What it is
Voice-based competency assessment for technical and vocational education
AkoVoice turns a course rubric into a talking AI assessor. Students scan a QR code at their workbench and speak with the AI for 5–10 minutes. The AI uses Socratic questioning against the qualification rubric, probes incomplete answers, and produces a criterion-level judgement with evidence quoted directly from the conversation. The tutor reviews the session, or moderates the AI's judgement, on a mobile dashboard.
Currently piloting in English, Korean, and Mandarin across welding safety, automotive pre-delivery inspection, and aged care communication. Higher-level engineering and services programmes are joining in semester two 2026.
Why it matters
Designed for the workshop floor
Most TVET assessment is written. But the work isn't. Students demonstrate competency through their hands and their voice — explaining what they did, why they did it, and what they'd do differently. AkoVoice meets students where the work happens, lets them speak in their own words, and gives the tutor a structured, evidence-backed view of what each learner actually knows.

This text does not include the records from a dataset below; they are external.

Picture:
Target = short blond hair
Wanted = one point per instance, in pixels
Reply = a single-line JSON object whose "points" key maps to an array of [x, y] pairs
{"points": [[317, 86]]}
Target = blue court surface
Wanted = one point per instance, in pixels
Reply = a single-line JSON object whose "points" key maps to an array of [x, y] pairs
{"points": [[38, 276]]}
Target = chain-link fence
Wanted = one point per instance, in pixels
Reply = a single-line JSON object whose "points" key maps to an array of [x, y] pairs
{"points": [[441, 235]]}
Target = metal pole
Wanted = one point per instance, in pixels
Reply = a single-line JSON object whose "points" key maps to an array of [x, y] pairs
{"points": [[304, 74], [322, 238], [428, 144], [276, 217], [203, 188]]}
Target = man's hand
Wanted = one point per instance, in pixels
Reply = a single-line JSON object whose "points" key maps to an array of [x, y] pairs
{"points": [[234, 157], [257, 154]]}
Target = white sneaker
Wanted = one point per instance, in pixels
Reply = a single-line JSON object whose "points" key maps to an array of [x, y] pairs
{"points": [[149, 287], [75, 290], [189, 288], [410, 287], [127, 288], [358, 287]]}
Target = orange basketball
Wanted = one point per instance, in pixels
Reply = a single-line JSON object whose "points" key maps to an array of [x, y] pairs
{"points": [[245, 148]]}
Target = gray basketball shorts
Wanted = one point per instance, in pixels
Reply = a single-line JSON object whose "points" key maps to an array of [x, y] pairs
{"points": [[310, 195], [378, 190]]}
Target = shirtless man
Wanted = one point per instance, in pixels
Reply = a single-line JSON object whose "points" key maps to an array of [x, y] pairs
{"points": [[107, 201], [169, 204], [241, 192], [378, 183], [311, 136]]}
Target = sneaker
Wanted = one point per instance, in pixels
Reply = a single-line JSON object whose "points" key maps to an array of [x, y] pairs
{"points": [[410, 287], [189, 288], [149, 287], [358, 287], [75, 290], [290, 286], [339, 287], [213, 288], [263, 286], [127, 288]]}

The methodology is open under CC BY 4.0. The rubric specification is jurisdiction-neutral, supporting binary, three-level, and four-level grading frameworks used across different national qualification systems.
Where it comes from
A practitioner project
AkoVoice extends three years of Gen-AI text chatbot practice at a New Zealand Institute of Technology and Polytechnic (ITP), where Cogniti.ai (University of Sydney) has run continuously since 2023. A 2024 study with the Bachelor of Nursing cohort showed 70% of students improved their summative test scores between assessments — compared to almost no improvement in the previous two cohorts. The study was peer-reviewed and published in Nursing Praxis in Aotearoa New Zealand (Mathews, Adams & Cheyne, 2025).
That paper identified voice as the next interface "powering interactive oral assessments." AkoVoice is the response.